Bir yanda, modern elektrifikasyona dayalı bir sistemle çalışan ve günde 140 bin yolcu taşıyan İZBAN, 12 dakikada bir sefer yaparken; aralarda ve daha çok geceleri eski sistem, dizelli yük trenleri de işleyince özellikle tünel bölümünde, vatandaşlar önemli bir risk yaşamaya başladı; Karbonmonoksit...
* * *
İZBAN hattı, yolcu taşımacılığında en büyük ilgiyi Karşıyaka ve Aliağalı’lardan görüyor. Şu anda en yoğun yolcu taşımacılığı bu bölgeden yapılıyor. Ancak aynı hat üzerinde demiryolu ile nakledilmek istenen yüklerin de miktarı arttı.
Alsancak’tan kalkan yük trenlerini taşıyan demiryolu bir süre sonra Karşıyaka-Aliağa hattına bağlanıyor. Hem Kuzey limanlarının büyümesi, hem demiryolu nakliyesinin ekonomik oluşu, hem de karayolu ile nakliyatta yaşanan sıkıntılar ve bazı demiryolu hatlarının onarımda olması nedeniyle buraya kayan yükler nakledilen miktarı yükseltti.

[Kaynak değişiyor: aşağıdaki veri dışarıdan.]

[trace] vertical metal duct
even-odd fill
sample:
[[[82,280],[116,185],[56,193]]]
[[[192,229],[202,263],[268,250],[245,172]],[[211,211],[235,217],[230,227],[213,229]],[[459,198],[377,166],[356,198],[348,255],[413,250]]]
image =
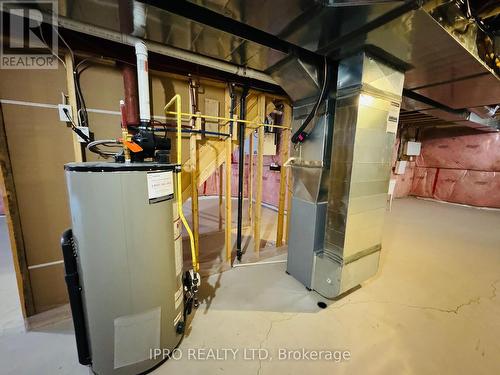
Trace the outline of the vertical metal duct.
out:
[[[325,240],[312,280],[325,297],[377,272],[403,81],[364,53],[339,65]]]
[[[320,69],[291,57],[275,65],[271,72],[294,102],[292,133],[314,110],[321,95]],[[294,186],[287,272],[308,288],[312,284],[314,252],[323,248],[328,198],[334,100],[328,95],[330,87],[326,92],[327,99],[311,120],[312,131],[305,142],[293,146],[290,159]]]
[[[271,74],[294,100],[295,131],[320,95],[318,68],[290,59]],[[325,297],[377,271],[403,80],[365,53],[342,60],[313,130],[292,150],[287,272]]]

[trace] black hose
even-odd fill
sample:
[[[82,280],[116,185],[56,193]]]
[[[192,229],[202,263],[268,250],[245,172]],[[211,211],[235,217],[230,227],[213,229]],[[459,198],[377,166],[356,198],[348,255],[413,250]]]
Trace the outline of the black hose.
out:
[[[240,97],[240,119],[246,119],[246,103],[247,103],[248,87],[243,88]],[[236,234],[236,258],[241,260],[241,232],[243,226],[243,174],[245,166],[245,123],[242,122],[238,126],[238,144],[239,144],[239,160],[238,160],[238,229]],[[251,152],[251,151],[250,151]],[[226,224],[227,225],[227,224]]]
[[[307,137],[308,134],[305,132],[305,129],[307,128],[307,126],[309,125],[311,120],[314,118],[314,116],[316,116],[316,112],[318,111],[318,108],[319,108],[321,102],[325,99],[325,95],[327,92],[327,90],[326,90],[327,85],[328,85],[328,61],[327,61],[327,58],[325,56],[323,87],[321,89],[321,93],[319,94],[318,100],[314,104],[314,107],[311,110],[311,112],[309,112],[309,114],[307,115],[306,119],[304,120],[304,122],[302,123],[300,128],[298,128],[297,131],[293,134],[292,143],[298,143],[299,141],[303,142],[305,140],[305,138]]]
[[[68,229],[63,233],[61,237],[61,249],[64,258],[64,278],[68,288],[73,326],[75,327],[78,362],[82,365],[89,365],[91,363],[91,357],[83,311],[82,288],[80,287],[80,281],[78,278],[76,252],[73,242],[73,232],[71,229]]]

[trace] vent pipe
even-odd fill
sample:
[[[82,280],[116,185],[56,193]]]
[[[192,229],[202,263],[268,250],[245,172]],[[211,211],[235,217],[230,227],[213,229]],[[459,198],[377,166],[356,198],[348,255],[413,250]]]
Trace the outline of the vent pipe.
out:
[[[151,121],[149,104],[148,48],[142,41],[135,43],[137,57],[137,87],[139,89],[139,119],[142,127],[148,127]]]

İZBAN yolcu sayısı ile birlikte yük trenlerine de ilgi artınca, Devlet Demiryolları yetkilileri çözümü yük trenlerini daha çok geceleri çalıştırmakta buldu. Gece 01.00 ve 06.00 arasında sefer sayıları artırıldı. Ancak bu yeterli gelmiyor ve gündüzleri de metro seferlerinin arasında uygun saatlerde yine yük trenleri gidip geliyor.
* * *
Görünürde çözüm bulunmuş olsa da, ortada önemli bir sıkıntı var. İZBAN hatları elektrifikasyonlu ancak yük trenleri dizelle çalışıyor.
Metronun özellikle 3 bin 200 metre uzunluğunluğundaki tünel bölümünde, yük trenleri yoğun karbonmonoksit yayıyor. Burada havalandırmalar da yetersiz kalıyor. Onbinlerce yolcu, dizelle çalışan yük trenlerinin yaydığı karbonmonoksit gazını solumak zorunda kalıyor.

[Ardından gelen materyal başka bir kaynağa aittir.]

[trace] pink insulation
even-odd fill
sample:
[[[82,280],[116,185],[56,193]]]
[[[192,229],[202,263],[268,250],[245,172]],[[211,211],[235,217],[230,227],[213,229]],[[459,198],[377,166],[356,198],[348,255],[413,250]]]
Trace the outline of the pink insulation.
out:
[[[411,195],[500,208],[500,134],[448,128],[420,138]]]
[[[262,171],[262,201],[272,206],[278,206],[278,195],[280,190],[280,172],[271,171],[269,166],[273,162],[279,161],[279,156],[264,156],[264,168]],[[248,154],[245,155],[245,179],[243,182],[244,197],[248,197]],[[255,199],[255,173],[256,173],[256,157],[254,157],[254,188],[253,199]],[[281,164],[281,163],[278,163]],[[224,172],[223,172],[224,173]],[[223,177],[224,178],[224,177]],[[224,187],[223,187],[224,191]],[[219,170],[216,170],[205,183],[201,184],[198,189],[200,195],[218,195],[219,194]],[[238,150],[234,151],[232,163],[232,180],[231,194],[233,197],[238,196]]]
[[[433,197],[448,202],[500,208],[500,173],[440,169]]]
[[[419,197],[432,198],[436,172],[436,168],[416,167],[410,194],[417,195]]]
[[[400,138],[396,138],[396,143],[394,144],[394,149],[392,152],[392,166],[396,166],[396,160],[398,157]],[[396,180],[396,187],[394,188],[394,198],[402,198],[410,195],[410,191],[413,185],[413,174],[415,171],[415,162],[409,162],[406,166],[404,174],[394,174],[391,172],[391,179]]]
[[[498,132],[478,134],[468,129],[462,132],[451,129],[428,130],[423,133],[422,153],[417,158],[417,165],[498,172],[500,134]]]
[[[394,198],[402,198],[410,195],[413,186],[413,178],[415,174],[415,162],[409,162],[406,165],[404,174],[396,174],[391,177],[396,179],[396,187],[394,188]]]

Bebek, yaşlı, hasta çoluk çocuk zaman zaman bu gazdan etkilenme riski ile karşı karşıya.
* * *
Yetkililer de bu durumu kabul ediyor ve çözümün, yük trenlerinin bir an önce elektrifikasyon sistemine geçirilmesi olduğunu, bu çalışmaları da sürdürdüklerini söylüyor.

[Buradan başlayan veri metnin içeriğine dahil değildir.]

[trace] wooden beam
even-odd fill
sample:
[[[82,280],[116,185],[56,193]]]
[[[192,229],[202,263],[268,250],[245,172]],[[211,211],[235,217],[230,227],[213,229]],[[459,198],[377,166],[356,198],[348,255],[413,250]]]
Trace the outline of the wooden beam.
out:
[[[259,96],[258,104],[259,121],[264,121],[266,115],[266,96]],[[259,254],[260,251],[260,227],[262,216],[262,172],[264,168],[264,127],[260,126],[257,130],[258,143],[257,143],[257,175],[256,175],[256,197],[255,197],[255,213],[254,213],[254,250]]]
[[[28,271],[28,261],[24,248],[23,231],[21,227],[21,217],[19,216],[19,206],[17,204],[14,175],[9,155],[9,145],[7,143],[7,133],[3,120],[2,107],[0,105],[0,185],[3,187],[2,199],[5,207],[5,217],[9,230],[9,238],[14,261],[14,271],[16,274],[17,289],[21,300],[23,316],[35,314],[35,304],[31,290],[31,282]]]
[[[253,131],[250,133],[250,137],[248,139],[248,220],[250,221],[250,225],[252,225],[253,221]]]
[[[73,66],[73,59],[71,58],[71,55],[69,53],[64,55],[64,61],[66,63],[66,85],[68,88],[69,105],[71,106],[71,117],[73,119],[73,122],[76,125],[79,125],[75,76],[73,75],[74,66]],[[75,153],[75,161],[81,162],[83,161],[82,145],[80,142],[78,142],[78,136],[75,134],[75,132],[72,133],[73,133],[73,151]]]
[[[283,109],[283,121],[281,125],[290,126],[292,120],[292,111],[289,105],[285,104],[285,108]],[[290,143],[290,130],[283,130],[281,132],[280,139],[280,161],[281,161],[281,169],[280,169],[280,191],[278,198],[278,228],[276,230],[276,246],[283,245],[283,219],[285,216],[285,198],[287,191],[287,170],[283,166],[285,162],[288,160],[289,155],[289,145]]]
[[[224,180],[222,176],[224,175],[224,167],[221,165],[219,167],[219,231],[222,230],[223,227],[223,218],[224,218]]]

Konuyu, TCDD Genel Müdürü Süleyman Karaman ve Devlet Demiryolları 3. Bölge Müdürü Sebahattin Eriş’le de paylaştım. Karaman, elektrifikasyon ihalesinin ardından iki yıl içinde sistemin değişeceğini anlattı.
Eriş ise sözkonusu sıkıntıyı azaltmak için yük trenlerini geceleri 13,00’ten sonra çalıştırdıklarına dikkat çekiyor.
* * *
İZBAN Metro AŞ Genel Müdür Yardımcısı Sönmez Alev ise dizelle çalışan yük trenlerinin rahatsızlık yaratttığını doğruluyor. Alev, TCDD yetkililerinin bu duruma önlem olması için emisyonu en düşük Euro 4 dizel kullanımı yoluna gittiklerini belirtiyor.
* * *
Karbonmonoksit gazı; benzin, tüp gazı, kömür ve odun gibi yapısında “karbon” bulunan yakıtların yanması veya tam olarak yanmaması sonucunda oluşan dumanda yer alan zehirli bir gaz.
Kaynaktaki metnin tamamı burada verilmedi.